Friday February 2, 1990
As a result of some thinking over winter vacation and buying an English conversation textbook in Kyoto, I decided to design my own curriculum for teaching communicative English. I've had to place the emphasis on communication because, although it seems obvious to us, in Japanese schools foreign languages are not taught as tools of communication. Languages are taught as a set of formulas and lists of vocabulary to be memorized, though not to be understood, and certainly never to be put together and used to communicate ideas.
The purpose of studying English is not to learn to communicate, but to weed out "good" students from the "bad". Studying English in Japan is an intellectual exercise with no practical application. No wonder my students hate English. And no wonder the Japanese are the world's worst speakers (so I've read) of foreign languages.

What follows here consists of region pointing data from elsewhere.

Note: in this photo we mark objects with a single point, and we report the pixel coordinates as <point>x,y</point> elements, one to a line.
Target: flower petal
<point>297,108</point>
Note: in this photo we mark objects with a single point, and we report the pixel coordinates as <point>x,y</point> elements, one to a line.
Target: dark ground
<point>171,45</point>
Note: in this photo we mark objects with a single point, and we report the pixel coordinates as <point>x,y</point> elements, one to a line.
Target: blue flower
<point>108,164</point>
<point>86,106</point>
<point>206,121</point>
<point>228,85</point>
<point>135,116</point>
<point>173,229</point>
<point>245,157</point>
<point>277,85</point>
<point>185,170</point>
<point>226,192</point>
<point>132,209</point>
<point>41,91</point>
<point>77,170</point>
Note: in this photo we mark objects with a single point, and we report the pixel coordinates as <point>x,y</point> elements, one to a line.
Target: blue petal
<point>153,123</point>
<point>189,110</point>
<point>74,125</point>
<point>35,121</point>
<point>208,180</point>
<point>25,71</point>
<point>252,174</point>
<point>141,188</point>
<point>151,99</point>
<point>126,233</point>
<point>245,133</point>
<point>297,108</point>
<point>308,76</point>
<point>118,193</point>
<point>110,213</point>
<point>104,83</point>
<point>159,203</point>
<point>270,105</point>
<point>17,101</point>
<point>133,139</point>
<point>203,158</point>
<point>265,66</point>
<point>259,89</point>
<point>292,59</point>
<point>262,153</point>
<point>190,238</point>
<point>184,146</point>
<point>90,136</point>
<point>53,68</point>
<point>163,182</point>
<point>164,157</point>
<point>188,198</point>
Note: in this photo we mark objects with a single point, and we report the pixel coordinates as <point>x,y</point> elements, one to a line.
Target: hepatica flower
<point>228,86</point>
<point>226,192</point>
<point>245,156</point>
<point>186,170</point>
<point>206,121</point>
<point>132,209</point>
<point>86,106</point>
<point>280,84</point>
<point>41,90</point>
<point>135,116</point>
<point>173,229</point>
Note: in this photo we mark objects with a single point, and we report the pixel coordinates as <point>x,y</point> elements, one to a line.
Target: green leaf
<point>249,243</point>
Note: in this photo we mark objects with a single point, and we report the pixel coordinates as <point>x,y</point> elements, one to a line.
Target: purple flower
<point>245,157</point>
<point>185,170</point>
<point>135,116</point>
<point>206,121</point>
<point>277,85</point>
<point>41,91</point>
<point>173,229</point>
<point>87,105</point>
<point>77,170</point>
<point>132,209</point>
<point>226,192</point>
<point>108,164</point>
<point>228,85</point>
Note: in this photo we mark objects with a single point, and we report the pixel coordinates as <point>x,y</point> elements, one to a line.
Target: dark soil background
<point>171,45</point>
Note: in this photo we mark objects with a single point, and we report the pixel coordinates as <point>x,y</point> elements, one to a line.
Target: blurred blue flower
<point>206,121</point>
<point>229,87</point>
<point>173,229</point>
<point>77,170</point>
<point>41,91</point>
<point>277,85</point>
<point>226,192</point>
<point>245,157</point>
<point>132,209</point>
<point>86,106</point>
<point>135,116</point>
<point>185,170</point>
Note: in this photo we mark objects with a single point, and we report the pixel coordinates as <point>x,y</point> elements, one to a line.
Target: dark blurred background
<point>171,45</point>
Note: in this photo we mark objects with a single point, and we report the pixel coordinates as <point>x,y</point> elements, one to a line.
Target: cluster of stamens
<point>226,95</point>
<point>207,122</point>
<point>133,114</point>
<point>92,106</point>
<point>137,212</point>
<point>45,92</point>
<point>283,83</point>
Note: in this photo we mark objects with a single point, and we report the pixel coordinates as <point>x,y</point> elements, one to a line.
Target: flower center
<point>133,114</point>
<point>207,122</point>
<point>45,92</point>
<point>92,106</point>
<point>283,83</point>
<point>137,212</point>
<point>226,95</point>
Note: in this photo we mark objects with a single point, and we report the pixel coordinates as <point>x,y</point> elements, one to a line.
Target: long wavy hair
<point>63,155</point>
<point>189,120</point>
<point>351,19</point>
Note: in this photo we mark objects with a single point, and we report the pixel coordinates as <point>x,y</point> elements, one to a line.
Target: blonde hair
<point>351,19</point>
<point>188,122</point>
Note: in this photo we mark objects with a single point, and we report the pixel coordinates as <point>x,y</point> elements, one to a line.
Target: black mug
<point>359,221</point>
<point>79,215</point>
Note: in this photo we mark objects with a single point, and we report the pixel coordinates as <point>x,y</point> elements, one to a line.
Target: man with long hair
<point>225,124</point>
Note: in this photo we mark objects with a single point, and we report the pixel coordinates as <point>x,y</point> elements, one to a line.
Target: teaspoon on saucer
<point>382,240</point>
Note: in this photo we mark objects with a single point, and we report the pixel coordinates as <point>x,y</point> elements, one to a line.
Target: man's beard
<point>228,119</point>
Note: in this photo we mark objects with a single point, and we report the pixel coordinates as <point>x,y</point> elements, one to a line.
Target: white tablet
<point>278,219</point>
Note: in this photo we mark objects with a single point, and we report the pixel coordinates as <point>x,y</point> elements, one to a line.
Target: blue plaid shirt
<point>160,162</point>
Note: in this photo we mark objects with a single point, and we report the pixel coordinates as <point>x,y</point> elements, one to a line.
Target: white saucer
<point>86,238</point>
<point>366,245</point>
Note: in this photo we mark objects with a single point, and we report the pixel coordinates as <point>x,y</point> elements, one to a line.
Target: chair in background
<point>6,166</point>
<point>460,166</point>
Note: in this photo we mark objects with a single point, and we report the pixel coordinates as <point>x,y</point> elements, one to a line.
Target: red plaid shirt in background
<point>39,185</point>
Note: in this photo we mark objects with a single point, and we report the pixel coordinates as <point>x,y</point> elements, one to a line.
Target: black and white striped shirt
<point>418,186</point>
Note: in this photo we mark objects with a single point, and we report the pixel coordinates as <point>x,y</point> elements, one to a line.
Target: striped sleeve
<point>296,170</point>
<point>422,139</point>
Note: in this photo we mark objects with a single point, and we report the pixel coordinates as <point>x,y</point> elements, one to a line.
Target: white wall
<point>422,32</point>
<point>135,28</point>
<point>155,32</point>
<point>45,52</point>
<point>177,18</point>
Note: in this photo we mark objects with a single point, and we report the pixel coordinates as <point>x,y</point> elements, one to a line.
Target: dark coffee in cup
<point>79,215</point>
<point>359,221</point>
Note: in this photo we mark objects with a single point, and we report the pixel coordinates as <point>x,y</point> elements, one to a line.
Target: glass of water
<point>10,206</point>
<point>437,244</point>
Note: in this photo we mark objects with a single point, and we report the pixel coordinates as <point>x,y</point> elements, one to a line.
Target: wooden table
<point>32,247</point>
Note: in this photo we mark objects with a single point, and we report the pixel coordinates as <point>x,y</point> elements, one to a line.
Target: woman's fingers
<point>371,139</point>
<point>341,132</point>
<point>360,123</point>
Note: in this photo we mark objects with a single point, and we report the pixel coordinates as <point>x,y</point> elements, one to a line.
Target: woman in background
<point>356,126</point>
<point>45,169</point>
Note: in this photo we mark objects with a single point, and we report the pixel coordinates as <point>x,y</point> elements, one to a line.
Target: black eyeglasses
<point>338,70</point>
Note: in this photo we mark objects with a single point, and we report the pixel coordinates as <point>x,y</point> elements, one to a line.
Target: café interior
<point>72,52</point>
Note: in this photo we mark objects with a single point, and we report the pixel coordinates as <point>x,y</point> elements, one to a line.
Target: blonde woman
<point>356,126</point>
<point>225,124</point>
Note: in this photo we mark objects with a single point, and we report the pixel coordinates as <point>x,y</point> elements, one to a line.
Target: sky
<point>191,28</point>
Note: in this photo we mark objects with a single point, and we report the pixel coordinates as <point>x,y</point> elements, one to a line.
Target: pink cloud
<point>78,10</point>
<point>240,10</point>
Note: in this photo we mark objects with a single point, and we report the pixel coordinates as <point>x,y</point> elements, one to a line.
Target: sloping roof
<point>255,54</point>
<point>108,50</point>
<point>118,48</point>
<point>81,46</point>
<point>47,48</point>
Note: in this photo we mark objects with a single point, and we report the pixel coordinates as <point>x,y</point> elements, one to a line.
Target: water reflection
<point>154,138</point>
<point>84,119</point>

No matter how I try to convince the other teachers that language is a skill that must be practiced, like playing tennis or the piano, they are too entrenched in the system to be able to change it. They are content with rote memorization of material that the students do not understand. They are satisfied with parroting and mimicry. They don't expect students to produce new sentences, to communicate new ideas.
The students are data banks. But they have no program to process the data. They are not learning a language; they are only memorizing words and idioms that they don't know how to use.
I read the other day that a one-year-old child has a vocabulary of about 50 words and enough internalized grammar to differentiate between subject and verb in simple sentences like "baby go". The Japanese claim to focus on grammar here, but my students don't know what words perform the action, what words describe the action, or what words receive the action.
Q: Why were errors in English textbooks not discovered for four years?
A: "I guess it is because the students were concentrating on learning aspects of English...and weren't concentrating on comprehending the content of the text."